Q: I'm glad I'm becoming more aware of what really happens to animals, but sometimes it's hard to take. How do you handle what you read/see about the treatment of animals?
A: This is an excellent question and something that anyone interested in the rights of all animals has to deal with. Because I belong to several animal advocacy groups, I receive a lot of newsletters documenting triumphs in animal rights but also the atrocities. Although I want to know what's really going on with these animals, I have to first check in with myself to make sure I'm up for taking in this information. Some days, I can watch undercover videos from slaughterhouses and read about the mistreatment of animals on factory farms and laboratories. Other days, I just can't bear it. At times, I cry and feel angry at this injustice. But I try to channel these emotions into advocacy. I also keep in mind that we all have strengths and limits that we bring to the animal-rights cause. Some people can do investigative work, others are great at distributing vegan literature, while other people opt to eat a plant-based diet and model the joy and benefits of that. I personally am not great at protests but admire those individuals who can be so outspoken for the animals. I think my strength is in reaching out to people one-by-one.

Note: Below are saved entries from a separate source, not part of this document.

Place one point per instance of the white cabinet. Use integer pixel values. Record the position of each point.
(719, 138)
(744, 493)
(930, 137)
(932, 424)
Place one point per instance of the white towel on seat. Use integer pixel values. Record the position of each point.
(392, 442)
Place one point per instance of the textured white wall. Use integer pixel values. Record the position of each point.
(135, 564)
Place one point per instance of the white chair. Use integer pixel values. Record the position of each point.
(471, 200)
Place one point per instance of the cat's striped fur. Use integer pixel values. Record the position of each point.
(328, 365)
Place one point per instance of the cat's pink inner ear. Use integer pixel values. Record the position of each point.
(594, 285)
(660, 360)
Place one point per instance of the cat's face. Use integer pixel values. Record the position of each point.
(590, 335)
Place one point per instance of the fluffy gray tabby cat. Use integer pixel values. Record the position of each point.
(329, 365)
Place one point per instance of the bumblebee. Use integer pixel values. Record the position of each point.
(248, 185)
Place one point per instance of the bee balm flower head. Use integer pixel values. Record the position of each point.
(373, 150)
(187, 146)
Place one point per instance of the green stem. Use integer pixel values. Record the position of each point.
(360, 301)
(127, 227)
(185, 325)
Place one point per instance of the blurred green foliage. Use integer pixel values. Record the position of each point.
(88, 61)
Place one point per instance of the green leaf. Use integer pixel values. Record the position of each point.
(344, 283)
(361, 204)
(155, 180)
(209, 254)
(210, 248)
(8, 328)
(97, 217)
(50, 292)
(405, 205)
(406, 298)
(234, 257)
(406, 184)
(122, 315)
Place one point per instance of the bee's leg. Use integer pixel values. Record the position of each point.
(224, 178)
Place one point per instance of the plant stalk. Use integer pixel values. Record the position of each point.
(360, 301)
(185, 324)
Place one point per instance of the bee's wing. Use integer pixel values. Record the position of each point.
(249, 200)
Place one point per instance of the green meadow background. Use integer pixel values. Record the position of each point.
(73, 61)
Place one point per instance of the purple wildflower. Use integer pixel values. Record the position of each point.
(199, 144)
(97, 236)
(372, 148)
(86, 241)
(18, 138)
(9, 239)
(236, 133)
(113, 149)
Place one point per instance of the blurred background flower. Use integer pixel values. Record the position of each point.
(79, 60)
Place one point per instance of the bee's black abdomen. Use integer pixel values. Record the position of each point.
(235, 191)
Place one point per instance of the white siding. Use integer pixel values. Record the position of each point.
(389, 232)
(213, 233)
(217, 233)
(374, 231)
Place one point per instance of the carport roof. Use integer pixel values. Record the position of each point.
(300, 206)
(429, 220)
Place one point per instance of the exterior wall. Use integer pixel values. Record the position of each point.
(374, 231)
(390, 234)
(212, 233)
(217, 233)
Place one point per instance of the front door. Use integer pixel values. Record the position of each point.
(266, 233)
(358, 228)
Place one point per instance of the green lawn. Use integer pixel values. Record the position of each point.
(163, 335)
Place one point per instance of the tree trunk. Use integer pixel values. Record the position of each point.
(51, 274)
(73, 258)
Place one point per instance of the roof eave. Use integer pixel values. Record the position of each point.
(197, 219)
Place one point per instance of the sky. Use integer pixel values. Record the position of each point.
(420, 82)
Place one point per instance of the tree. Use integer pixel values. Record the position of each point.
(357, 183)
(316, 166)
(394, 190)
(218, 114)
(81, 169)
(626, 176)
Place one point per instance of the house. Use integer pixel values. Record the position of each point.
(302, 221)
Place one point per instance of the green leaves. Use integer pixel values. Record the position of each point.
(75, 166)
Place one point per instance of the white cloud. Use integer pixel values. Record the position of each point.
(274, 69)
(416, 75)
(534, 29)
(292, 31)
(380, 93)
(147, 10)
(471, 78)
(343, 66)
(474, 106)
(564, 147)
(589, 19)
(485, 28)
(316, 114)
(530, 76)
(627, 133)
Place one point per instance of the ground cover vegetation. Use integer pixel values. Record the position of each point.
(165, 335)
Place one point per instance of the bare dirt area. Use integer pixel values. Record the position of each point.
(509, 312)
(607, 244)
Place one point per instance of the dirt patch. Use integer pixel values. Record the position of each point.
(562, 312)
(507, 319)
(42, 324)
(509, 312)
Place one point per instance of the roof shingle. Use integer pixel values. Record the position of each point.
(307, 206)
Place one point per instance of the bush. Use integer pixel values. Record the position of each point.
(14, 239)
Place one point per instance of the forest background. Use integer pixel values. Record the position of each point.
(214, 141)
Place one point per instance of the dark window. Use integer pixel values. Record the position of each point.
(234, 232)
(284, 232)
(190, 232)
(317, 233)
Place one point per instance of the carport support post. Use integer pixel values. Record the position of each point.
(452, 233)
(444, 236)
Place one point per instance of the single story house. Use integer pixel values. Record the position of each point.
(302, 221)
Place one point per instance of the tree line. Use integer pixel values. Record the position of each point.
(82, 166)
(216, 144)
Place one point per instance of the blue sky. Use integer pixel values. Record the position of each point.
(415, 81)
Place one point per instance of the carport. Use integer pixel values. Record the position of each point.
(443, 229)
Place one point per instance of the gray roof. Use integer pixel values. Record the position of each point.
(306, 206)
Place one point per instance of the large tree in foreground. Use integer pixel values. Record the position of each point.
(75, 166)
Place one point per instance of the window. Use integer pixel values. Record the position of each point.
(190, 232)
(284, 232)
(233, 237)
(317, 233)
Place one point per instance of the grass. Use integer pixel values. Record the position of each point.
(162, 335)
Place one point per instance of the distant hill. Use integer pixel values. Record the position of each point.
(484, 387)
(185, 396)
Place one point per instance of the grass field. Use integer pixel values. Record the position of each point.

When I drive by a factory farm (in California, there are lots of egg farms, where chickens never experience the outdoors nor enjoy the freedom to spread their wings and engage in instinctive, pleasurable behaviors), I say a prayer for the animals inside. I wish I could save every one of them from their suffering and inevitable slaughter, but I can at least send them peace and love and a promise that I will be one of many voices for them. It also brings me comfort to know that I am not contributing to their suffering by purchasing and eating animals. As many great animal advocates have said, we have an opportunity to protect the animals three times a day -- we vote with our wallets and with our meal choices.
I realize it's hard to know the truth about how animals are devalued. It's probably easier to look away, but the animals are depending on us to face this truth and help them in any way we can.